I remember the guilt of asking the nurses to keep an eye on E whilst I nipped for a shower or some food. Given they had so many children in their care.
I remember that they encouraged me. They offered to order Pizza for me. They told me that there was a Starbucks next to the hospital. And a park.
I remember, knowing not how or why, that someone had blu-tacked a Red Arrows plane on the ceiling above my camp bed. That a friend had always told me the Red Arrows were the best because it was about being the best, not comparing, but aiming for the best, I wondered who had put the picture on the ceiling.

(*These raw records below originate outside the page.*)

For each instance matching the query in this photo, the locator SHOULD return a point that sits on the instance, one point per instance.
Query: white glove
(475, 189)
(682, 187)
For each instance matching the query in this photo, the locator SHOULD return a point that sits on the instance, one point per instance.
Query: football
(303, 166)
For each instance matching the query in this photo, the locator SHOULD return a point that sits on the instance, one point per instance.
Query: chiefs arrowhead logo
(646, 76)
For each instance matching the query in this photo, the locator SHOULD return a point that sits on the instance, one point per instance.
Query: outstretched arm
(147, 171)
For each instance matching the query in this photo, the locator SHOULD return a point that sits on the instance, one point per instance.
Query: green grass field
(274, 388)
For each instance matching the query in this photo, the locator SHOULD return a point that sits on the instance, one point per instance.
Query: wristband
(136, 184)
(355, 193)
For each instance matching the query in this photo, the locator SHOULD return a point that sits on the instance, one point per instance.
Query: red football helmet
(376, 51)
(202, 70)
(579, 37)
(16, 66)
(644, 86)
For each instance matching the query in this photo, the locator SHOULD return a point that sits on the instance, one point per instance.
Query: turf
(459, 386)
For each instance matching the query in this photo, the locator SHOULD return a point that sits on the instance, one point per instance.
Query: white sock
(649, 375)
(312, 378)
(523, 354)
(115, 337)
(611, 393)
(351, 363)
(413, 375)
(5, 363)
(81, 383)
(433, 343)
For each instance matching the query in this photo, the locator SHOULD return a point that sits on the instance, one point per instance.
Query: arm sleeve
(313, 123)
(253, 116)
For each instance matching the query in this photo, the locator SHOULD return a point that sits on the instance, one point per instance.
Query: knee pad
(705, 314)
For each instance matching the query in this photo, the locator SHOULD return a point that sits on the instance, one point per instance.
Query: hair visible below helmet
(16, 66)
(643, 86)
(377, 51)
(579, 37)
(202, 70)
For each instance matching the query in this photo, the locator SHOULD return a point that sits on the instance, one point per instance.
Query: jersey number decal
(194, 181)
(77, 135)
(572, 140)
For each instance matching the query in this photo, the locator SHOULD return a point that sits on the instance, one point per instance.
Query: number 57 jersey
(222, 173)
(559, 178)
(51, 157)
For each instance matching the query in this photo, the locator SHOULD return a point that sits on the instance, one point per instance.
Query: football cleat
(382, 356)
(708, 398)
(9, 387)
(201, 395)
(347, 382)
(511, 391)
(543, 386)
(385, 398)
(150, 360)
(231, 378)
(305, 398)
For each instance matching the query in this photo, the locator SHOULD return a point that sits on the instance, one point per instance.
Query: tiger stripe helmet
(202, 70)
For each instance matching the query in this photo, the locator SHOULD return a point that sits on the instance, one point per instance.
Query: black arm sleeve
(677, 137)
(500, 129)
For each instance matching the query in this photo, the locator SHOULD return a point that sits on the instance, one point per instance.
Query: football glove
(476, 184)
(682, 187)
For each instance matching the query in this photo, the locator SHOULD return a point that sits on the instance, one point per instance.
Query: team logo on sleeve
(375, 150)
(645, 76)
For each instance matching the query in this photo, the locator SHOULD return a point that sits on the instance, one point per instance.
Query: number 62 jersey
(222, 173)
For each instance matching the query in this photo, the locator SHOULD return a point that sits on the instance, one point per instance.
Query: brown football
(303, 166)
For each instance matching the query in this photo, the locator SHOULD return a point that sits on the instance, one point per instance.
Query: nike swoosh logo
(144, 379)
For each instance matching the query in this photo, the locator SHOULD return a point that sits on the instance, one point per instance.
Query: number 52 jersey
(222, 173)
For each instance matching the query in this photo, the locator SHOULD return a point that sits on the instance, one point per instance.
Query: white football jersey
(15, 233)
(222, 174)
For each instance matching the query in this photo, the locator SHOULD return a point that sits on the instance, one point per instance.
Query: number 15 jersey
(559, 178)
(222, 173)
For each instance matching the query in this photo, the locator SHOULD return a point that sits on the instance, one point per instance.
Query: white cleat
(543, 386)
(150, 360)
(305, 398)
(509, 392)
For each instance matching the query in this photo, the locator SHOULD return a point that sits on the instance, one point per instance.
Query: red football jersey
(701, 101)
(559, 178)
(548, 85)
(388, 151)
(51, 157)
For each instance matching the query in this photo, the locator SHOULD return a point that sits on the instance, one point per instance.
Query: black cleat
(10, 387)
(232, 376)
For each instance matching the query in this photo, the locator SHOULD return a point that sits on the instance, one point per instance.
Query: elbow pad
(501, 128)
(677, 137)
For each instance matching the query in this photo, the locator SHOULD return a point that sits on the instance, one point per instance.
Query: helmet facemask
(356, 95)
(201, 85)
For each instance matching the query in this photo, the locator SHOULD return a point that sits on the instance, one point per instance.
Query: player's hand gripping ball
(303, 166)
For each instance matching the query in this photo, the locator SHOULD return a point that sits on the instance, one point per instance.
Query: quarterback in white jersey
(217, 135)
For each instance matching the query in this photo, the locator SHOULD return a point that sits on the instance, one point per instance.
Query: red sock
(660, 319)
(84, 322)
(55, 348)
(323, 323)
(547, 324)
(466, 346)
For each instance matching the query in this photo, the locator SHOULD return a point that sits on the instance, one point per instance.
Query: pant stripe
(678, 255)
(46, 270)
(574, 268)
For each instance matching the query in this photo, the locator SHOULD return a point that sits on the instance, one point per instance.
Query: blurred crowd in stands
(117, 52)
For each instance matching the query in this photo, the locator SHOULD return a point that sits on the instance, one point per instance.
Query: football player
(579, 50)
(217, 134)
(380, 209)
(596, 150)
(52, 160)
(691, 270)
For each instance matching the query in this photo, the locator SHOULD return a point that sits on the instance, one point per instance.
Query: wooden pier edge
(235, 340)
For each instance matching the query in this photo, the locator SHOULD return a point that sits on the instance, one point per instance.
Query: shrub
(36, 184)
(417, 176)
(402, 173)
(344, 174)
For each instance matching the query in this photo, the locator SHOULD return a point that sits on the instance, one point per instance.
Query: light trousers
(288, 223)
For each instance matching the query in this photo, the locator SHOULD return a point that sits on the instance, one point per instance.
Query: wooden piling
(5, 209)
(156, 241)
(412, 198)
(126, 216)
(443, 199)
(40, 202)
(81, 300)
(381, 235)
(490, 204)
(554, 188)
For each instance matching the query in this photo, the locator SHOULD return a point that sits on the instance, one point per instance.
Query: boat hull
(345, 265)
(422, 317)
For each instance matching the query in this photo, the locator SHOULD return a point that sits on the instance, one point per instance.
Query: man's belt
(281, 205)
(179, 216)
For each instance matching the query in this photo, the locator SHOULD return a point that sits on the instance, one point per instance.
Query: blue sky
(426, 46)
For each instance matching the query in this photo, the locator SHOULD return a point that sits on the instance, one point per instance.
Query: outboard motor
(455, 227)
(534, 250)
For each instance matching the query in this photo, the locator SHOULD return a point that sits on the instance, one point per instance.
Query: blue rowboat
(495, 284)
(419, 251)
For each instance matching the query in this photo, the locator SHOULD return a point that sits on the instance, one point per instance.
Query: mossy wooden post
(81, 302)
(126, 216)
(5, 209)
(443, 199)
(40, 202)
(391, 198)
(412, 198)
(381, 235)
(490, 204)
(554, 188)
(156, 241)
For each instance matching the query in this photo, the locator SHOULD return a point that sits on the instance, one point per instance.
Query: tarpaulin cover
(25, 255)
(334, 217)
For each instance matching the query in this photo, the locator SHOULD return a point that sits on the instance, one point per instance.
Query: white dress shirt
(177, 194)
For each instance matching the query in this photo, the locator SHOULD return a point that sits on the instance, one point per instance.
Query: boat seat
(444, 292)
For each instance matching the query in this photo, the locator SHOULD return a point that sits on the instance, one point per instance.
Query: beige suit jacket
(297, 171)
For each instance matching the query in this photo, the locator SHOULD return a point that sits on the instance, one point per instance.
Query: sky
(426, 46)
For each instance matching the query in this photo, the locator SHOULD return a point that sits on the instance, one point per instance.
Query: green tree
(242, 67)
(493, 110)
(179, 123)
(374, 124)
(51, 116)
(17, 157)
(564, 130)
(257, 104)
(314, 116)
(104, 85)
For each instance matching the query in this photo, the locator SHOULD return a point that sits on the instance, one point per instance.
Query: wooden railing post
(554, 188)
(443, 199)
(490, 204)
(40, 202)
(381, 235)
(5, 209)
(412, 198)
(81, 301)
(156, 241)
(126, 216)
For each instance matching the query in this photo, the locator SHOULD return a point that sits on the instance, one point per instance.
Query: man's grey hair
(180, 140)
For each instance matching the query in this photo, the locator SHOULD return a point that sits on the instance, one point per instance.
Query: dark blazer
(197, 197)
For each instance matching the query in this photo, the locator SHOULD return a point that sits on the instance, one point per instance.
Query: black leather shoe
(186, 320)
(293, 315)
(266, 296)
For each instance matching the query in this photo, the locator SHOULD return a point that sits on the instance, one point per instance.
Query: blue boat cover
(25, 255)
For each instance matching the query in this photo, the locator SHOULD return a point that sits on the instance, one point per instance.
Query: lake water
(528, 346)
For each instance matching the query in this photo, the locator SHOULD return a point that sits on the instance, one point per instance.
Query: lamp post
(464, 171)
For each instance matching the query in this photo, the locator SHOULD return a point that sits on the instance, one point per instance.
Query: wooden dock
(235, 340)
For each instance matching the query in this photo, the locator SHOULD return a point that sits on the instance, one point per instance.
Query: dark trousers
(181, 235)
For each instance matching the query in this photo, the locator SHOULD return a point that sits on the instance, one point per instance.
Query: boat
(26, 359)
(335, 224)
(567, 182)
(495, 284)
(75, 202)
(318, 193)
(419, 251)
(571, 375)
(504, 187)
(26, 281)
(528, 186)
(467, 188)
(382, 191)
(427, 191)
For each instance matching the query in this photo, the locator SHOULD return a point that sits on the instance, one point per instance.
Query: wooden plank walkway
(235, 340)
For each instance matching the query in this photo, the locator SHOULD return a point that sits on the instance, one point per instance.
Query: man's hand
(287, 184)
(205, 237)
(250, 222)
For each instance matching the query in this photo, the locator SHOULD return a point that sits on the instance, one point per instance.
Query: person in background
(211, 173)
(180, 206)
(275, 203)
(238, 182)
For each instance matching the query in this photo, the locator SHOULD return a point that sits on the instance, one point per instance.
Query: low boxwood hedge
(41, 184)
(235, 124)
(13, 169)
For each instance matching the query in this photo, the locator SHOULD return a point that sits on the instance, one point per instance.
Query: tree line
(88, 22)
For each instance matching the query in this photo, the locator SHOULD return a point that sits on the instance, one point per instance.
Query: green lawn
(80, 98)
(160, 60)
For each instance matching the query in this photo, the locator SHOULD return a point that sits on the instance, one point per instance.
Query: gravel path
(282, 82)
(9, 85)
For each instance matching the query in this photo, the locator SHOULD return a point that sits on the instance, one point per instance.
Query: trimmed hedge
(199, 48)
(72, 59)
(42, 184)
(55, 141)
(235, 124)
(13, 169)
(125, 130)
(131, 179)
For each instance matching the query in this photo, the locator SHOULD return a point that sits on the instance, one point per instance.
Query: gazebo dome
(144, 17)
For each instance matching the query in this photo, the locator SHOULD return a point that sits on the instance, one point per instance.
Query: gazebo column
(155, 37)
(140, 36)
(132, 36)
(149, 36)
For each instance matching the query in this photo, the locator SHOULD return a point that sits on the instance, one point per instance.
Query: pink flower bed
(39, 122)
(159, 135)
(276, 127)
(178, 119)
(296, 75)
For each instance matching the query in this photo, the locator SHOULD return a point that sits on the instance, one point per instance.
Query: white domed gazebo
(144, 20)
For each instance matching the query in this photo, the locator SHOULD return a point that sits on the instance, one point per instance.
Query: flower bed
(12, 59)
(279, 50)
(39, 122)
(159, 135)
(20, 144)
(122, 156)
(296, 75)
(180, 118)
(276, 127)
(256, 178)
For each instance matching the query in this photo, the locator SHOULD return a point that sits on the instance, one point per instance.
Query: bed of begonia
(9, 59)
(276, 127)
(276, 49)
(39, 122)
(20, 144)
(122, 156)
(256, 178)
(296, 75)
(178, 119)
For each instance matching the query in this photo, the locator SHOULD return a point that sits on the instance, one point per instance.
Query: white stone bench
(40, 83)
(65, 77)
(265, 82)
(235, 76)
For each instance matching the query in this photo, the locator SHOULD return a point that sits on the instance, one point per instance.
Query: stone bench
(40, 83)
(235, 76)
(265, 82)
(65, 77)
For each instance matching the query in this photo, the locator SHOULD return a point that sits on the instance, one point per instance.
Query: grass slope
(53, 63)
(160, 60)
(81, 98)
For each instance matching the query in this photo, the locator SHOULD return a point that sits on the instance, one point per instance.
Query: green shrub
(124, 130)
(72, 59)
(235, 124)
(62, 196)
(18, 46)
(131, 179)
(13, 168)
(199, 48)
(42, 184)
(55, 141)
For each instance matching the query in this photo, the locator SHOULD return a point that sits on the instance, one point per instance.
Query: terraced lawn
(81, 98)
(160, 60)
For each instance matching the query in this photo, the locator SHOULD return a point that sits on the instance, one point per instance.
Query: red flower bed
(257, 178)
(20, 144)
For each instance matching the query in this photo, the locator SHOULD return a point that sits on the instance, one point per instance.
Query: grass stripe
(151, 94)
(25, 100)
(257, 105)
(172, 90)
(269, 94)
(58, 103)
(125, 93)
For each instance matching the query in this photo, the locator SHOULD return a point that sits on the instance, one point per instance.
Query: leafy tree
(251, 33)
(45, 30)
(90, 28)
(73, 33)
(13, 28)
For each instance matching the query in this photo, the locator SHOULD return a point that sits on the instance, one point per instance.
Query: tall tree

I remember being told that E couldn’t take anything into surgery, including his doidy (dummy). There was such relief being told I needed to get down to the surgical floor to see him- and if I could take his doidy it would be appreciated.
Pyloric stenosis. It’s just another chapter in our story. A chapter which teaches us about how strong we can be. A story which teaches us that the people who work in the NHS are fantastic. That sometimes people have bad days, we all do. But without the NHS. I haven’t a clue where my family would be.